Current extinction rates dramatically exceed natural background rates due to human activity. Amphibian extinction rates are estimated at up to 45,000 times the natural background rate, demonstrating this is an ongoing crisis rather than a future threat. Ocean acidification adds another dimension: pH has already dropped 30% since industrialization and under business-as-usual emissions will reach 150% more acidic than pre-industrial levels by 2100, restructuring marine ecosystems. These accelerating rates reveal the catastrophic pace at which human actions are eliminating biodiversity across species groups and ecosystems.
What causes the Sixth Extinction according to Kolbert?
The root cause is not a specific human failing but inherent human traits. According to Kolbert, humanity's "restlessness, cooperative intelligence, and symbolic thinking" allow humans to transmit knowledge across generations and reshape environments faster than other species can adapt. The Sixth Extinction likely began 13,000 years ago with the Pleistocene megafauna collapse, suggesting industrial civilization is an acceleration of an ancient human pattern, not a departure from it. This means the extinction crisis stems from the very capacities that define human nature and enable civilization itself.
What are the main mechanisms driving the Sixth Extinction?

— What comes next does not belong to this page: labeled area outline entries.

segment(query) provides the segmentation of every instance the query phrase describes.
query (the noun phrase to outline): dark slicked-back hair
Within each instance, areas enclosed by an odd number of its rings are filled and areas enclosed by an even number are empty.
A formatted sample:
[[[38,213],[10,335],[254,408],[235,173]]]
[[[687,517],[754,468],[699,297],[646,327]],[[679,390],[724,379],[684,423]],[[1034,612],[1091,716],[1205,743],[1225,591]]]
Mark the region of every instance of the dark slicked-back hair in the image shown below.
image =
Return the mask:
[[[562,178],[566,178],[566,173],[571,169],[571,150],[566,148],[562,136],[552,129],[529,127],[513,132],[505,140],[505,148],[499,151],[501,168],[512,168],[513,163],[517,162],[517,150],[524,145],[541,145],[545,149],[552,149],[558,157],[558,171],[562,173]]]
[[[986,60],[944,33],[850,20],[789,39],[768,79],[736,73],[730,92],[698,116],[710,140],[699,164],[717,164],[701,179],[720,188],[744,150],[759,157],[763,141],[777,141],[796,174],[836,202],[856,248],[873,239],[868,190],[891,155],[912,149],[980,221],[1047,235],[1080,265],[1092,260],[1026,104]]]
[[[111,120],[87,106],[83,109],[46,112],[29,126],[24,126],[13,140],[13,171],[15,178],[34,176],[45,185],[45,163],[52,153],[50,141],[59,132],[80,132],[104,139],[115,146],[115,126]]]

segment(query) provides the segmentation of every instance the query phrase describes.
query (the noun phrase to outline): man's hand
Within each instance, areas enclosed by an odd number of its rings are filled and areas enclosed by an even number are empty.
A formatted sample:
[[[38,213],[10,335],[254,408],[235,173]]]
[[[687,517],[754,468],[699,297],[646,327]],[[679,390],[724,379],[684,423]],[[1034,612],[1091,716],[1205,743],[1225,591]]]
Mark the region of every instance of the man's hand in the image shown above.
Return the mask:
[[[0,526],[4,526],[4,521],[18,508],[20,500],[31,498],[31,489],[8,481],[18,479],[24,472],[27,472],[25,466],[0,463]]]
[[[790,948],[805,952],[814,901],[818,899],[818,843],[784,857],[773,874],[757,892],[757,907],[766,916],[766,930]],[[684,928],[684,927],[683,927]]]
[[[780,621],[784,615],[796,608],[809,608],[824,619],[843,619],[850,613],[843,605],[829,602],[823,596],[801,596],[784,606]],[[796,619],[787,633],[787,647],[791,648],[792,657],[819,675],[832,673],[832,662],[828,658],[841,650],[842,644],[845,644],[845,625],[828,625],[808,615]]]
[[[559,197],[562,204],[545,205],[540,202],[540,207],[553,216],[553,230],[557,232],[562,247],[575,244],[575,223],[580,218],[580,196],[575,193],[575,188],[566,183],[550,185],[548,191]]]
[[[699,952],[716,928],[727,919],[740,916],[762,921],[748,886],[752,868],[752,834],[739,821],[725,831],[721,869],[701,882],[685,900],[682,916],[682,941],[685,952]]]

Three primary mechanisms drive current biodiversity loss: habitat destruction, ocean acidification, and invasive species. Ocean pH has already dropped 30% since industrialization and will reach 150% more acidic than pre-industrial levels by 2100, restructuring marine ecosystems. Invasive species spread by global trade are effectively reassembling the supercontinent Pangaea, erasing the geographic isolation that generated Earth's biodiversity over hundreds of millions of years. Additionally, many species currently alive are already committed to disappearance through extinction debt caused by habitat fragmentation, a delayed effect making destruction's full cost invisible in real time.